Now we tell DJL to record metrics! (Remember, DJL doesn’t record metrics unless you tell it to!)

Metrics metrics = new Metrics();
trainer.setMetrics(metrics);

3.7.7. Training

In Section 3.3, we train the model by explicitly calling EasyTrain to train each batch and then updating the parameters. We can actually instead call EasyTrain’s fit() function to do this for us in 1 line.
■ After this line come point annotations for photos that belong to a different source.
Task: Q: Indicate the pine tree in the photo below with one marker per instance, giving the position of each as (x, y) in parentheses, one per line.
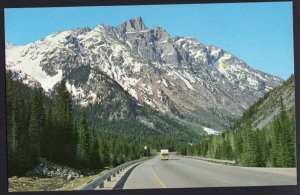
(36, 125)
(83, 146)
(65, 132)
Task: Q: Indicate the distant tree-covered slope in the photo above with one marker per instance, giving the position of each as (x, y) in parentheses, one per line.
(264, 136)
It takes in a given number of epochs, a training set, and a validation set and, along with the training, will do the validation for us as well!

int numEpochs = 3;

EasyTrain.fit(trainer, numEpochs, trainingSet, validationSet);
var result = trainer.getTrainingResult();
Training:    100% |████████████████████████████████████████| Accuracy: 0.74, SoftmaxCrossEntropyLoss: 0.79
Validating:  100% |████████████████████████████████████████|
INFO Epoch 1 finished.
INFO Train: Accuracy: 0.74, SoftmaxCrossEntropyLoss: 0.79
INFO Validate: Accuracy: 0.79, SoftmaxCrossEntropyLoss: 0.63
Training:    100% |████████████████████████████████████████| Accuracy: 0.81, SoftmaxCrossEntropyLoss: 0.58
Validating:  100% |████████████████████████████████████████|
INFO Epoch 2 finished.
INFO Train: Accuracy: 0.81, SoftmaxCrossEntropyLoss: 0.58
INFO Validate: Accuracy: 0.81, SoftmaxCrossEntropyLoss: 0.57
Training:    100% |████████████████████████████████████████| Accuracy: 0.82, SoftmaxCrossEntropyLoss: 0.53
Validating:  100% |████████████████████████████████████████|
INFO Epoch 3 finished.
INFO Train: Accuracy: 0.82, SoftmaxCrossEntropyLoss: 0.53
INFO Validate: Accuracy: 0.81, SoftmaxCrossEntropyLoss: 0.54

As before, this algorithm converges to a solution that achieves an accuracy of 83.7%, albeit this time with fewer lines of code than before. Note that in many cases, DJL takes additional precautions beyond these most well-known tricks to ensure numerical stability, saving us from even more pitfalls that we would encounter if we tried to code all of our models from scratch in practice.

3.7.8. Exercises

  1. Try adjusting the hyper-parameters, such as batch size, epoch, and learning rate, to see what the results are.

  2. Why might the test accuracy decrease again after a while? How could we fix this?